I also chose this route because as a mountaineer I love the challenge of route finding.  I knew that this route would be technically quiet easy by today's standards but that the real challenge would be not getting lost on the immense East Face while climbing solo.  So after a couple weeks in Bishop, bouldering, lounging at cafes, and a quick jaunt up Mount Darwin in the Evolution Range of the Sierra's, I rode down to Lone Pine and up the wicked steep road to Whitney Portal.  This turned out to be one of the steepest and hardest hill climbs I have ever done on a bicycle.   Which turned out to be a comic interlude for me the whole time I spent on Mount Whitney.  Every time I tried I tried to impress somebody, usually a non climber, with the fact that I was here to make a solo ascent of the East Face, they shrugged it off casually and then looked at me quizzically and asked, "did you ride your bicycle up that road?" with the sound of shock and disbelief in their voice.

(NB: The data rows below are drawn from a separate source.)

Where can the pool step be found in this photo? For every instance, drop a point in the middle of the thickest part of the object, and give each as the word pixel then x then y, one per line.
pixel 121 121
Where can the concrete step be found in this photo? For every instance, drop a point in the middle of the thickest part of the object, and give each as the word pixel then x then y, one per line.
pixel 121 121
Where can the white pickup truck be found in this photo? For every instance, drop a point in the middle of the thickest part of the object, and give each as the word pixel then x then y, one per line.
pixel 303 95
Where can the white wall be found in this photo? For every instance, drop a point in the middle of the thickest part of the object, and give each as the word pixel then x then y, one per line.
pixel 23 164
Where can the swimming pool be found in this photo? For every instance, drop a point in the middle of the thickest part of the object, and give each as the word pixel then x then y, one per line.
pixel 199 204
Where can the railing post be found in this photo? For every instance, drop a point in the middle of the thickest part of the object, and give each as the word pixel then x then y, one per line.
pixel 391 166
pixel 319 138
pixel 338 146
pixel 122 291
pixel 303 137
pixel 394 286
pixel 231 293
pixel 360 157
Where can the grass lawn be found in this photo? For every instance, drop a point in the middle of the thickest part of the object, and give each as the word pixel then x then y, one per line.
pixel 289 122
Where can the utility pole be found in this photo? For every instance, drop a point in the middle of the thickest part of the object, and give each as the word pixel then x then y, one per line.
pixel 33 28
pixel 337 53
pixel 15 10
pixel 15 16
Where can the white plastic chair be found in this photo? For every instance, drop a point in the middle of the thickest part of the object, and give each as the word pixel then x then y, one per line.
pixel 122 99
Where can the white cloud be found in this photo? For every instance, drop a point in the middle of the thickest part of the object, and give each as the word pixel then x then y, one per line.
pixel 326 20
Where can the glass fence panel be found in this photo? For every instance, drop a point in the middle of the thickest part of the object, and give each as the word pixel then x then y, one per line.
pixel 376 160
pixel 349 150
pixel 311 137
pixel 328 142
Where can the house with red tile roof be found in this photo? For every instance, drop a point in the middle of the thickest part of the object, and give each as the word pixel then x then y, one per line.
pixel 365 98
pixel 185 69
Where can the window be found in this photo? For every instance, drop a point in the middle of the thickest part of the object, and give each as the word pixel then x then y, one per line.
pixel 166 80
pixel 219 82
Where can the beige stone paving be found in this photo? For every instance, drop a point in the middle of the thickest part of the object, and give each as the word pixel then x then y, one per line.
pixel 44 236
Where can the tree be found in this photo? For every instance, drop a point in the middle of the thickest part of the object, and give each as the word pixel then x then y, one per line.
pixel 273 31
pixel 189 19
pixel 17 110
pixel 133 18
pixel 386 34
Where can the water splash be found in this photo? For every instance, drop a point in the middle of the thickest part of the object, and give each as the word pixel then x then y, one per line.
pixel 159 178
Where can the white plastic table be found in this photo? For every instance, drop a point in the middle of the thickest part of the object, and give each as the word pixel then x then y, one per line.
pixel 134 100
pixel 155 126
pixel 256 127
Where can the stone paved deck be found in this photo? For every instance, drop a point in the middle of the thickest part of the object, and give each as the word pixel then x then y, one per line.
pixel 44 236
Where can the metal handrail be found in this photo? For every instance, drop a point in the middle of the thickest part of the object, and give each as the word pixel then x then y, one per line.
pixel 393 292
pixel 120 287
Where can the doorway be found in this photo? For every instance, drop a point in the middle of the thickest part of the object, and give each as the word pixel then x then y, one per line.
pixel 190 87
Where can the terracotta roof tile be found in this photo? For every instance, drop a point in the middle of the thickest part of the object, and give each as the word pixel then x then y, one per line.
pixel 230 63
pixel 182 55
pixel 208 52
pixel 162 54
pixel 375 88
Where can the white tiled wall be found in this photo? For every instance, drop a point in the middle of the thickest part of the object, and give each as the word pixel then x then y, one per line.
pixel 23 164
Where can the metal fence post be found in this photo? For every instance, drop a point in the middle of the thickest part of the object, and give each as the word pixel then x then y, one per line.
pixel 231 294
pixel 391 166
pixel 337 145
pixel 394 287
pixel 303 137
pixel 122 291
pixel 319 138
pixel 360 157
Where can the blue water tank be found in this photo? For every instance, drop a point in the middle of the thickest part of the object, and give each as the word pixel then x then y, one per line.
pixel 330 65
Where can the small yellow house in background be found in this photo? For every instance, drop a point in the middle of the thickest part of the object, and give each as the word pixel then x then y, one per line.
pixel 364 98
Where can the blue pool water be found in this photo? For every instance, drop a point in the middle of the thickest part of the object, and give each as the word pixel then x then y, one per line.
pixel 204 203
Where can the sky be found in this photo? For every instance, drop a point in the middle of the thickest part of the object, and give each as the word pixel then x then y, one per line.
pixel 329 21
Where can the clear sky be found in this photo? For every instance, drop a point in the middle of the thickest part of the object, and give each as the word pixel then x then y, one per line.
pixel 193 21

Enjoying the beautiful California sunshine on the summit of Mount Whitney

The route proved to be no less of a challenge than I had anticipated.  Staying on route was not all that difficult for me, and "the fresh air  traverse" turned out to be one of the best sections of rock I have ever climbed.  The pitch is easily identified by two old pitons protruding from the rock, and it gets its name from the fact that your climbing down and to the left 2000 feet off the ground.  Now usually when your climbing up something and you look down at your feet to find the foot holds, all you really see is your feet and a little bit of the rock.  But now when your climbing sideways and at a downward angle, your looking out into the space below you on every move.  The feeling is exhilarating.  For me, I feel like I have transformed into a spider and that the world around me has shrunk into this small plane of glass that I'm climbing on.  Move by move, making the long reaches between solid hand holds, I savoured every minute of this pitch.  Knowing that this was exactly the reason that I had come here.  This was it.  The mind boggling exposure that came into my view every time I looked down at my feet to find the next step.  "What could be better?"  I thought.  I've trained for years for this exact moment, and now I was doing it.  Climbing one of the most famous routes in the country with no ropes, all by myself, and no fear.  Just the pure exhilaration and sheer joy that climbing does for me.
Now if John Long says that climbing is defined more so than any other sport by it's literature.  I would like to add that climbing is still one of the most extreme sports in the world, if not (still) the most extreme sport in the world.  While people will always find new ways to test  their fears and new sports will keep pushing limits of what we think is possible, climbing has kept up with the times.  All it takes to realize this is one quick look at this months National Geographic.  Those people are pushing the limits for sure.  And while my climb may have only pushed the limits inside myself, those guys in that magazine are pushing a limit most of us will never understand.  It's beyond my imagination, and to me it's way more impressive than landing on the moon.  NASA, "ptff", who even believes that happened anyways.